Private sector urged to get involved in addressing challenges of displacement in Africa

By Morkporkpor Anku 

Accra, Nov 3, GNA – Ms Kelly Clements, Deputy High Commissioner, United Nations High Commissioner for Refugees (UNHCR), has urged the private sector to be involved in addressing challenges associated with displacement in Africa. 

She said more forcibly displaced persons represented the most vulnerable communities in Africa, and that individuals had fled their homes because of conflict, violence, persecution or climate change. 

The Deputy High Commissioner was speaking at the second edition of the Africa Forum on Displacement: Private Sector Solutions (AFD 2023), in Accra on Thursday. 

The AFD 2023 seeks to address the urgent and complex challenges and opportunities of displacement in Africa, and also to encourage private companies to commit at least one per cent of their resources to support forcibly displaced populations. 

The AFD 2023 is Co-Convened by the Amahoro Coalition, UNHCR, the UN Refugee Agency, and Inkomoko, with support from the Mastercard Foundation and IKEA Foundation. 

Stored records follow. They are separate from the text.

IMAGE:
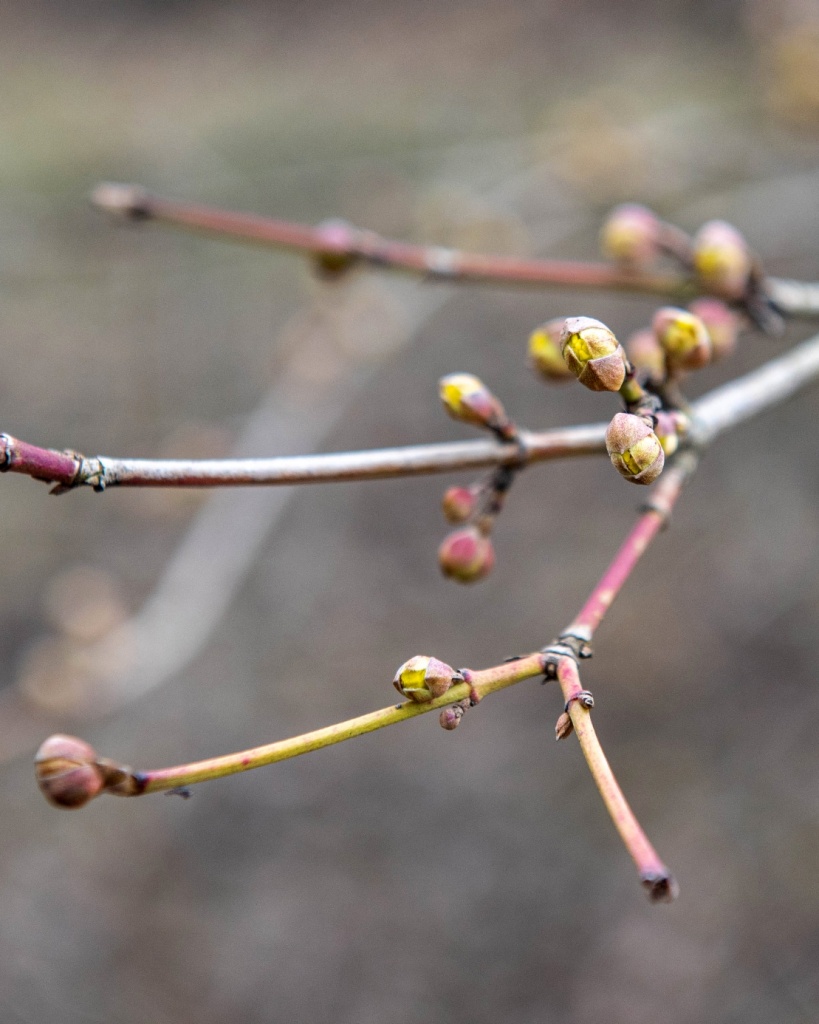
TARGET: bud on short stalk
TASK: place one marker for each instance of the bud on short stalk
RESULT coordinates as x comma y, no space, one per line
721,323
67,771
630,235
459,504
634,449
424,678
466,555
593,353
546,354
722,259
683,337
467,398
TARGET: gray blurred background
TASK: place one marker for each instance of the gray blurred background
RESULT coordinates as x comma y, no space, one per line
412,875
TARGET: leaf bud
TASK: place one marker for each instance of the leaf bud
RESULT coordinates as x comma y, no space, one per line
683,337
466,555
450,716
721,323
646,355
67,771
634,449
630,235
546,355
593,353
467,398
459,504
722,259
424,678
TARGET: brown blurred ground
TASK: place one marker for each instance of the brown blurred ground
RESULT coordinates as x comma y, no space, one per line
410,876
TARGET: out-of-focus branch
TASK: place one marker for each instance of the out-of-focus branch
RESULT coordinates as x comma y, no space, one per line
337,246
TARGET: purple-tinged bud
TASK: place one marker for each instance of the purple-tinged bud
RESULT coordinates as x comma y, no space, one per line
450,716
546,354
467,555
593,353
721,323
424,678
722,259
67,771
630,235
683,337
563,726
646,355
467,398
459,504
634,449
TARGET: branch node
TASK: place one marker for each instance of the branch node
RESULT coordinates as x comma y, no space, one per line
90,472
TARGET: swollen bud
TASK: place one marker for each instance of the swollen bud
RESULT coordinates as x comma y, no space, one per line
646,355
634,449
546,355
467,398
721,323
630,235
722,259
459,504
424,678
467,555
67,771
593,353
683,337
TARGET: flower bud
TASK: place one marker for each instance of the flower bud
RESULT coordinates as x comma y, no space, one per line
424,678
721,323
634,449
593,353
722,259
546,355
630,235
467,555
646,355
67,771
467,398
683,337
450,716
459,504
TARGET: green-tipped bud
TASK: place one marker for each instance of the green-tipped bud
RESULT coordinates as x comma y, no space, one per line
634,449
646,355
546,354
467,398
722,259
424,678
467,555
721,323
459,504
67,771
593,353
630,235
683,337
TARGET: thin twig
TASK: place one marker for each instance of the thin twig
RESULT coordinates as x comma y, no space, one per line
714,413
655,877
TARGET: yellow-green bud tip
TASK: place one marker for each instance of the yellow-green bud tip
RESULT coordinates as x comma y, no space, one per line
546,355
683,337
634,449
593,353
467,398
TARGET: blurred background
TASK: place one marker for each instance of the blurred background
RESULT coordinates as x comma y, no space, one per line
411,875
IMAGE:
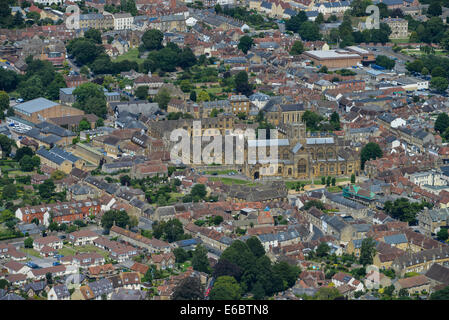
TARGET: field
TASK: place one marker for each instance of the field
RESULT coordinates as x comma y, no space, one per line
70,251
220,171
317,182
31,252
399,40
418,52
131,55
229,181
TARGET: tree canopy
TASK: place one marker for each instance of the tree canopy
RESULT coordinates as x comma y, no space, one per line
370,151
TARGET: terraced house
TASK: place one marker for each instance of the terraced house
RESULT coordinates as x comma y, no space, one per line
59,159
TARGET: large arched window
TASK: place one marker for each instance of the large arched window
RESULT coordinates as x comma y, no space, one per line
320,154
302,166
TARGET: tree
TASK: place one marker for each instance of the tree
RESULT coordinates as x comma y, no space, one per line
245,44
442,294
199,190
434,9
217,220
385,62
225,288
6,215
203,96
295,22
288,273
31,88
193,95
441,123
327,293
370,151
152,39
10,192
120,218
335,120
47,189
309,31
21,152
84,50
443,234
323,249
226,268
162,98
358,7
200,262
142,92
49,278
84,125
181,255
312,120
319,19
6,145
28,242
125,180
91,99
99,123
4,103
26,164
297,48
367,251
241,83
189,289
439,84
314,203
255,246
94,35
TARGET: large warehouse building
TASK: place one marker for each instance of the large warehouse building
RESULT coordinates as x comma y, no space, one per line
338,58
40,109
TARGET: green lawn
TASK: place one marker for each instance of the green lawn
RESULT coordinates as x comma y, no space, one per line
131,55
92,248
229,181
399,40
67,251
334,189
291,185
31,252
220,171
209,90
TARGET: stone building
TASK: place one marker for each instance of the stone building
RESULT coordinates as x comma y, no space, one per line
398,26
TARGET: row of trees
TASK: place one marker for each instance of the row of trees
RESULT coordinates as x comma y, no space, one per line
167,58
89,51
40,79
244,268
315,122
404,210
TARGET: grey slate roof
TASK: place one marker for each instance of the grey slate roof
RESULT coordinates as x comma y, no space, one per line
100,287
35,105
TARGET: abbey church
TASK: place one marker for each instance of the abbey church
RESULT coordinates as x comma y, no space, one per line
303,154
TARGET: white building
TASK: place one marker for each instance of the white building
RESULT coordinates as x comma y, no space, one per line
430,178
48,2
123,21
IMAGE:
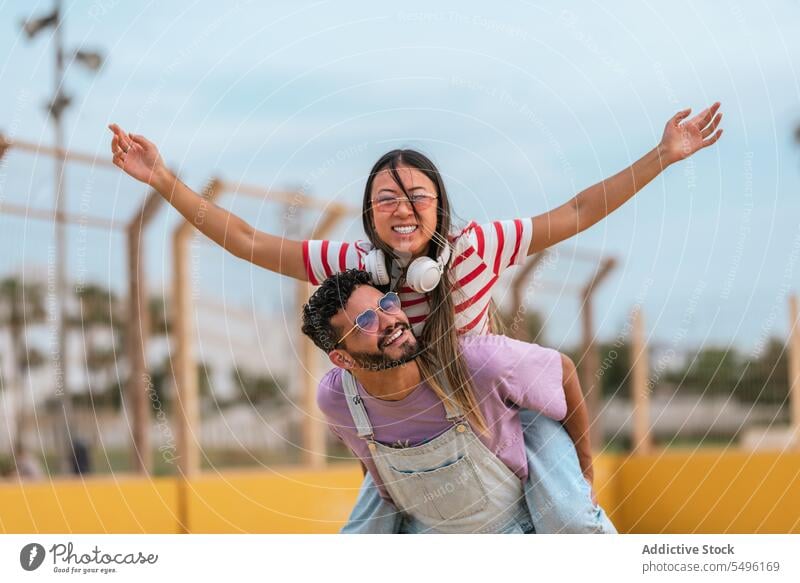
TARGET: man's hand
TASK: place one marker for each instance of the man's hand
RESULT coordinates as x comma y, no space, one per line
681,140
137,156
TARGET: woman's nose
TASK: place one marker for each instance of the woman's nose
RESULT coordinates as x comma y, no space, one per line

The first edition was held in Kigali, Rwanda, in 2021 to raise awareness among Africa’s private sector stakeholders about the challenges faced by forcibly displaced people in Africa. 

Ms Clements said more emergencies across Africa were causing new crises and further straining resources amidst old crises that continued to fester, with conflicts dragging on, generated by war and conflict, and climate-related events becoming ever more damaging. 

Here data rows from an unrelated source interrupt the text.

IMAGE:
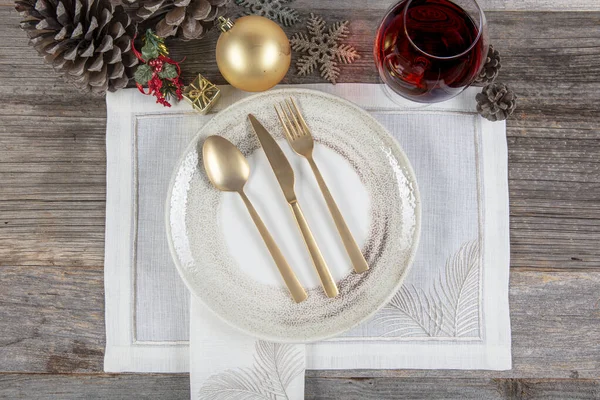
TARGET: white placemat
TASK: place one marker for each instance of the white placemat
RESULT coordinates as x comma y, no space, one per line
451,313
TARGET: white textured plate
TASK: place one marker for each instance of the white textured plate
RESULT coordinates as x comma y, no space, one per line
221,257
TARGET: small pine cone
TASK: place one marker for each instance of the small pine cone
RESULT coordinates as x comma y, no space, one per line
496,102
87,41
188,19
490,70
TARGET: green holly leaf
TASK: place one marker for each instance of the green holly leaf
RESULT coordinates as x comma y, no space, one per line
143,74
149,51
169,71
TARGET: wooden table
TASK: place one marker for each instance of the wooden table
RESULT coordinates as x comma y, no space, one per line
52,205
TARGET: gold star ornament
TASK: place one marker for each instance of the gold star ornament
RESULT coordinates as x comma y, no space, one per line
201,94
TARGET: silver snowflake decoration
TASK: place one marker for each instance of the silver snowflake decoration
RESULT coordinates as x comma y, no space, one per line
272,9
323,48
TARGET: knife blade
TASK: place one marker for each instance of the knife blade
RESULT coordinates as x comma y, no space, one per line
285,176
279,162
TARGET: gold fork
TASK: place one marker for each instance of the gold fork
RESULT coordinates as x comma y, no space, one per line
300,138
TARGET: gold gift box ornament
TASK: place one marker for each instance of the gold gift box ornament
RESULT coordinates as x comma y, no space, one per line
201,94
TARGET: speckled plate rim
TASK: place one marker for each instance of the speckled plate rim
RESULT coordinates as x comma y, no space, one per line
410,258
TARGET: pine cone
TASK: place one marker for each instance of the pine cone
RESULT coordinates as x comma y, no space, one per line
188,19
87,41
491,68
496,102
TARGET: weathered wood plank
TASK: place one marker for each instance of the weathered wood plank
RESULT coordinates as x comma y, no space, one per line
52,319
53,322
56,154
446,389
95,387
52,164
176,387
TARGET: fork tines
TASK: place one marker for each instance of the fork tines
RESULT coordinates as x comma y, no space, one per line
291,119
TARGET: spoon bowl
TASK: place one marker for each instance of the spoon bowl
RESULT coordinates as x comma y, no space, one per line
225,165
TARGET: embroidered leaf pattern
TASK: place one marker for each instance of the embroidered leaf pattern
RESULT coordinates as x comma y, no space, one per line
449,309
275,367
323,48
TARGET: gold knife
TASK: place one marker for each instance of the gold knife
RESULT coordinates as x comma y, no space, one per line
285,176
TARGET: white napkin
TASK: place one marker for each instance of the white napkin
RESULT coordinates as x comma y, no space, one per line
460,161
225,362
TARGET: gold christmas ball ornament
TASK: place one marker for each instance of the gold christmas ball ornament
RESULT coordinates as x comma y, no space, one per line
253,54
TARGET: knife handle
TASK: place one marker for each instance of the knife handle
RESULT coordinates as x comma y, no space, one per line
287,273
315,254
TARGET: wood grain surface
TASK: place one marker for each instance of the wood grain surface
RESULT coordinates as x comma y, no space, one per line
52,193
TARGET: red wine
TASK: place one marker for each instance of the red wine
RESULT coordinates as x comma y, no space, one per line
429,56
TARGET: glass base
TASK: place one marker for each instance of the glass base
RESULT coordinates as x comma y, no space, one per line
404,103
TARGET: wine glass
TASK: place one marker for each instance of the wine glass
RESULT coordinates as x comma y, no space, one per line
431,50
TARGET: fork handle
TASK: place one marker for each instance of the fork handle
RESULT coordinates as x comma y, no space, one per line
315,254
287,273
356,257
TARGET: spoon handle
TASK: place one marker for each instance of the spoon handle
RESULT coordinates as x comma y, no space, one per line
294,286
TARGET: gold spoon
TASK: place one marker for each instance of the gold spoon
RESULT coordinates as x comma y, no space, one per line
228,170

“There is an immense need for solutions to help include forcibly displaced and stateless people in the national systems of the African countries, and ensuring that children can learn, adults can work, everybody has access to health care, leaving no one behind,” she added. 

Professor Kenneth Agyemang Attafuah, Chairman, Ghana Refugee Board, said the government deemed it important to ensure that the vulnerable in society were taken care of, their rights upheld and that they were not left behind. 

“To this end, provision is made through the implementation of the Livelihood Empowerment Against Poverty programme,” he added. 

Professor Attafuah said the programme sought to ensure that the most vulnerable in society were supported and that Ghana had always ensured the inclusion of refugees in society.  

He said traditional donors and sources of funding of UNHCR were now overstretched, and that it was time for all and sundry to come together and ensure that no one was left behind.  

“Ghana has spent a lot of resources in the areas of education, health and indeed many other sectors to ensure that displaced persons are not marginalised,” Prof Attafuah added. 

“I am happy to report that the Government waived 90 per cent of the fee for indefinite residence permits for former Ivorian refugees, which is only one example of the many things we do to improve the lot of displaced persons,” he said.